Rethinking Finance for Sustainability

Rethinking Finance for Sustainability

Direct link to lecture audio file

This past Wednesday, the Bard Center for Environmental Policy (Bard CEP) and Levy Economics Institute hosted a public lecture entitled “Finance for Sustainability.”  Bard CEP director, Eban Goodstein, moderated the presentation by finance experts John Fullerton and Rick Stuckey of the Capital Institute, who focused on the emerging field of finance for sustainability.  Mr. Fullerton and Mr. Stuckey drew on the work of Hyman Minski, former Distinguished Scholar at the Levy Economics Institute, specifically focusing on Minski’s financial theories regarding the inherent instability of the financial system.

Mr. Fullerton began the lecture by illustrating the need for a paradigm shift in the financial system.  He went on to discuss the difficulty in transforming the financial system due to the presence of competing reductionist and holistic world views.  He stated that the underlying problem with the current system is that exponential growth cannot continue within a finite world with finite resources.  Fullerton provided a practical example of sustainable finance by introducing the audience to his Grasslands Project, “a custom grazing business” that simultaneously creates jobs, enriches the soil, sequesters carbon, and nourishes high quality cattle. The Grasslands website describes the project as “harnessing the power of the photosynthetic process and converting it into financial, human, and ecological capital.”
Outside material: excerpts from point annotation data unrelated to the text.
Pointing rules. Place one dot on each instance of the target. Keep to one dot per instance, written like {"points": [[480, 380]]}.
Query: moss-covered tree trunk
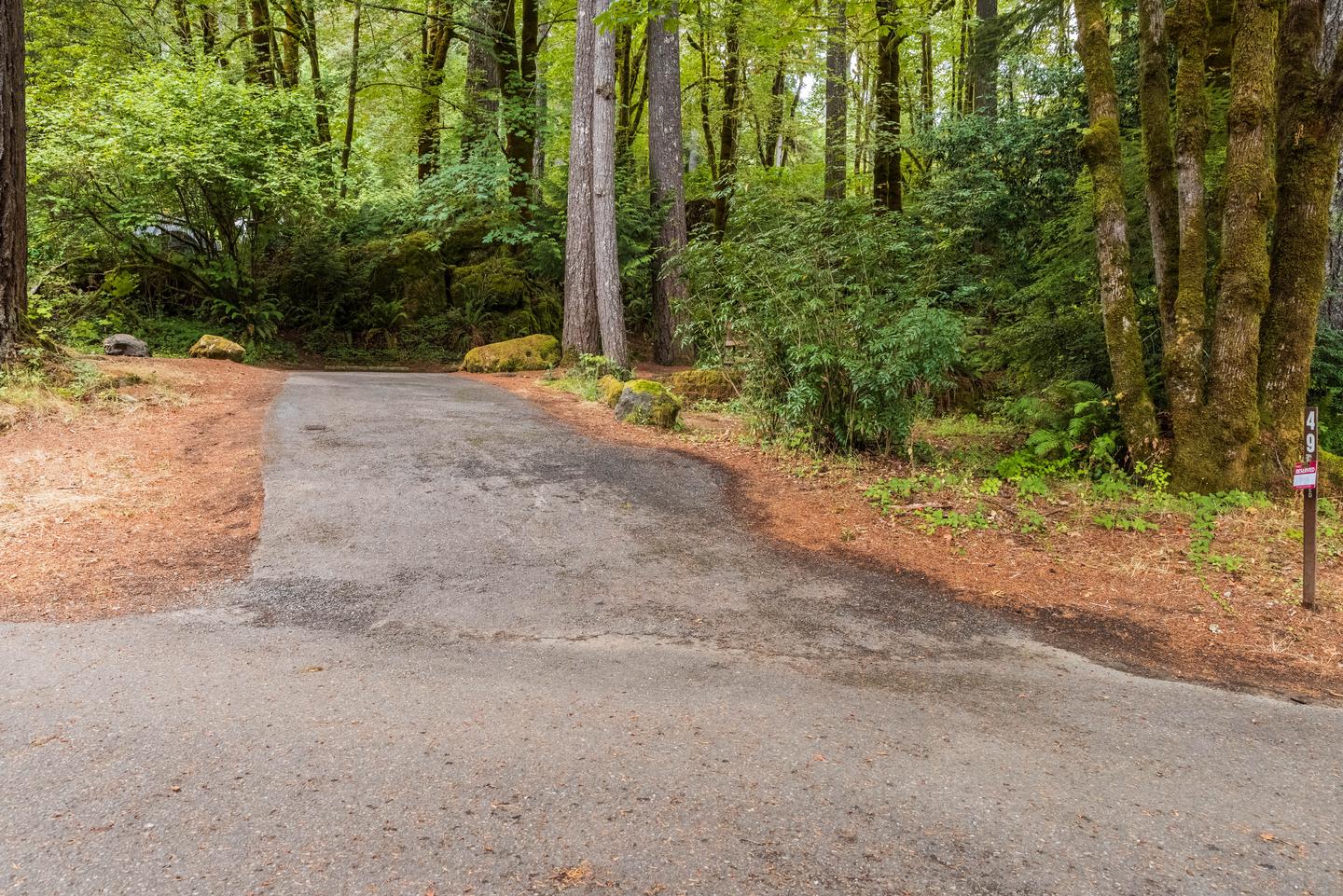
{"points": [[665, 153], [14, 182], [580, 325], [727, 172], [887, 153], [1104, 159], [1184, 348], [1159, 159], [837, 98], [1229, 448], [436, 36], [518, 60], [610, 308], [1309, 128]]}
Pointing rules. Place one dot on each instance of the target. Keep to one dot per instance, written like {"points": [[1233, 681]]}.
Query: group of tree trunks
{"points": [[594, 310], [14, 219], [1237, 340]]}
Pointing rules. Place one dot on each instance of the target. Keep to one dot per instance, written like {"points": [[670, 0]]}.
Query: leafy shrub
{"points": [[837, 348], [594, 367]]}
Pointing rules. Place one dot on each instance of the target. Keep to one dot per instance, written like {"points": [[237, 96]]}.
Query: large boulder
{"points": [[647, 403], [712, 384], [218, 348], [127, 346], [536, 352]]}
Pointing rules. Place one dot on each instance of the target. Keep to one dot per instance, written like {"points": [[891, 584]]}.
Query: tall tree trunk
{"points": [[610, 308], [14, 182], [731, 117], [631, 82], [705, 82], [1334, 276], [436, 36], [665, 153], [208, 28], [772, 153], [860, 94], [1104, 158], [289, 43], [520, 98], [837, 98], [961, 90], [1162, 206], [1186, 346], [983, 63], [885, 165], [1309, 131], [351, 94], [925, 70], [1244, 269], [484, 74], [262, 35], [582, 334], [314, 69], [182, 26]]}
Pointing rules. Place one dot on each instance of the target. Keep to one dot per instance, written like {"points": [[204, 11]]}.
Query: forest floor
{"points": [[121, 492], [151, 484], [1134, 600]]}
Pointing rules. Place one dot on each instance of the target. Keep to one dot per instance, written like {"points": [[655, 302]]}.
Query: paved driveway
{"points": [[481, 653]]}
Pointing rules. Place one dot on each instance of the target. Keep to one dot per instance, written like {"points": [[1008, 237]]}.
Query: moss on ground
{"points": [[536, 352]]}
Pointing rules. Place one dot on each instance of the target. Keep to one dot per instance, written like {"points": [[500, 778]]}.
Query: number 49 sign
{"points": [[1304, 477]]}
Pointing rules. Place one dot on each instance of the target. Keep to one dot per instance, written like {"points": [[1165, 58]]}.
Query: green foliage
{"points": [[1205, 511], [1031, 521], [955, 520], [1113, 521], [838, 348], [594, 367]]}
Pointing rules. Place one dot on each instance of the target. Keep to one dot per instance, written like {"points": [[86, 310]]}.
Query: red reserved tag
{"points": [[1304, 476]]}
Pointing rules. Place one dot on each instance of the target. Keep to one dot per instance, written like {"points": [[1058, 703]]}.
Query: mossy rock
{"points": [[647, 403], [536, 352], [216, 348], [610, 389], [497, 283], [710, 384]]}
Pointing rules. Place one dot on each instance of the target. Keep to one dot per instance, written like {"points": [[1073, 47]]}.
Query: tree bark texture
{"points": [[727, 173], [484, 76], [1309, 134], [582, 335], [983, 60], [1233, 410], [436, 36], [665, 173], [1104, 159], [887, 153], [837, 98], [14, 182], [351, 96], [1159, 158], [610, 308]]}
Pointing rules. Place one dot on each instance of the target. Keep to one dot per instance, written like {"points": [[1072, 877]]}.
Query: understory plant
{"points": [[815, 304]]}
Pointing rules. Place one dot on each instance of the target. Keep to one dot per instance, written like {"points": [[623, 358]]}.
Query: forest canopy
{"points": [[876, 210]]}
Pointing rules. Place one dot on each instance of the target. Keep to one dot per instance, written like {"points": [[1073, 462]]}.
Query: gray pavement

Mr. Fullerton also stressed the negative effects of the increasing wealth gap, citing studies by Wilkinson & Pickett that correlate increases in the wealth gap with decreases in well-being and Paul Krugman’s Inequality And Crisesblogpost on the New York Times webpage that suggested a correlation between inequality and crises.  Mr. Stuckey emphasized that financing is the most important source of instability in the economic system, highlighting how financial innovation has accelerated tendencies towards instability. He nevertheless argued that in a world of uncertainty, derivatives and options will remain critical tools to lower risk at the level of the individual portfolio.

The main point made by both presenters is that the world’s current use of the planet for raw materials and as a waste sink is unsustainable. The depletion of finite natural resources cannot go on forever. The emerging practice of sustainable finance aims to address this issue by regenerating the natural capital upon which our current system depends, thus bringing economic and financial systems into better alignment with the planet’s systems, while still meeting society’s needs.